Wildlife gardening is a gain for the gardener as well as for wildlife. It can offer as much in terms of colour, scent and form as traditional gardening, and at the same time brings new delights in the form of abundant wildlife, both the ever-present bees, butterflies and birds, and also, if you care to look out for them, wary nocturnal visitors like hedgehogs and, if you are lucky, even badgers.

Choosing the right plants

Even if you do not change the way you mange your garden, you can make an enormous difference to its wildlife value just by choosing the right plants. Native plants are best but most are too vigorous for gardens and there are many non-native plants that are valuable for wildlife as well – click on the links at the left for lists.

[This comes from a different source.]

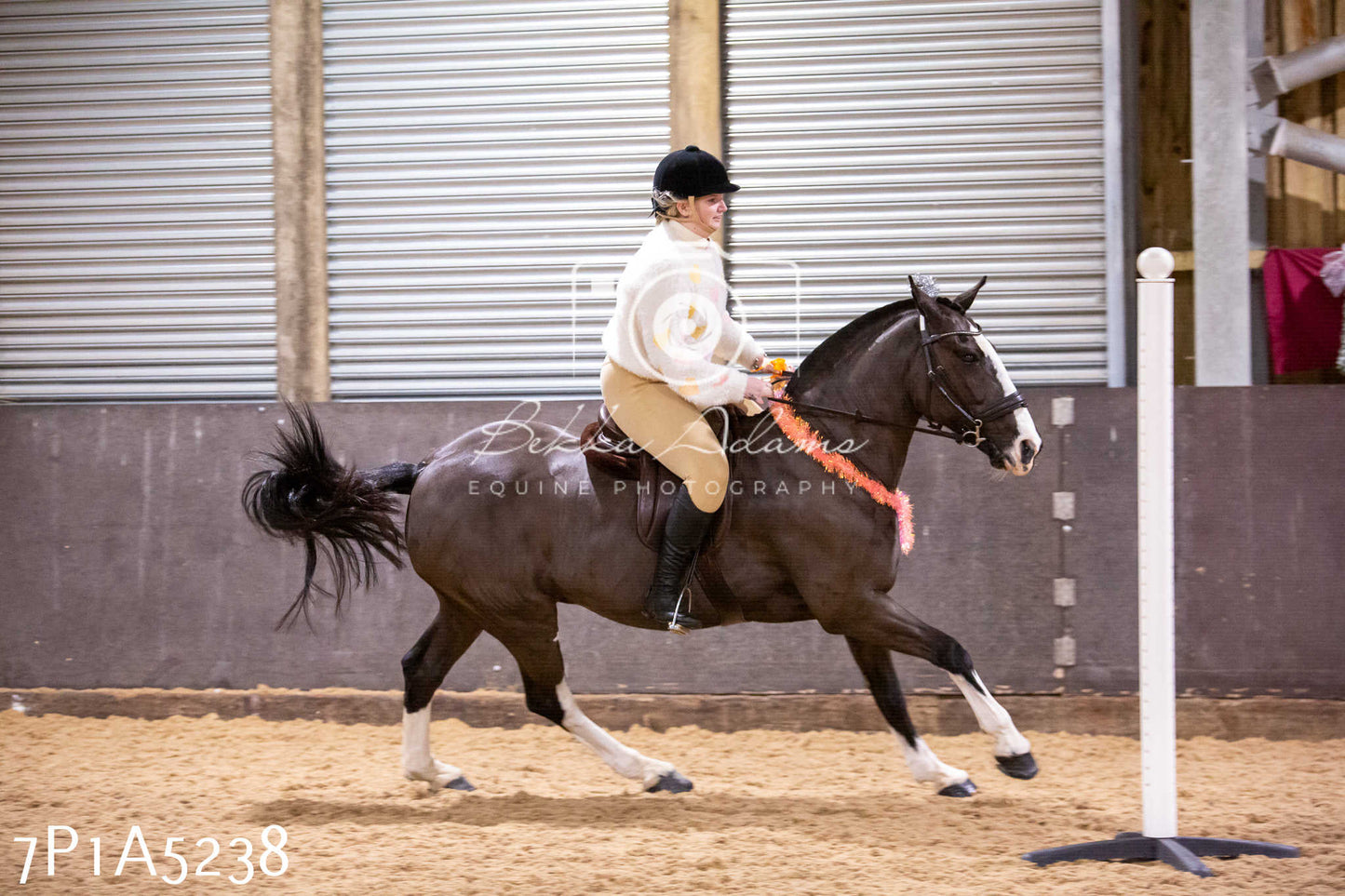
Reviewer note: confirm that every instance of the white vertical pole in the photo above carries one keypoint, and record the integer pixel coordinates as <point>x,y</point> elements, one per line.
<point>1157,677</point>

Remember also that 'improved' varieties of plant offered in garden centres may have been made more attractive to people at the expense of wildlife value. Double-flowered plants, for example, produce no nectar or pollen so are useless to nectar-feeding insects such as butterflies or bees.



Wildlife ponds

If there is one feature every wildlife garden should have it is a pond. Even a small one can serve as a breeding site for frogs and damselflies – with the loss of many farm ponds, garden ponds are now a stronghold for frogs and newts.

wildlife pond

Provided that fish are not introduced, it will very quickly attract small pond creatures like pond skaters and water boatmen and be full of interest throughout the summer.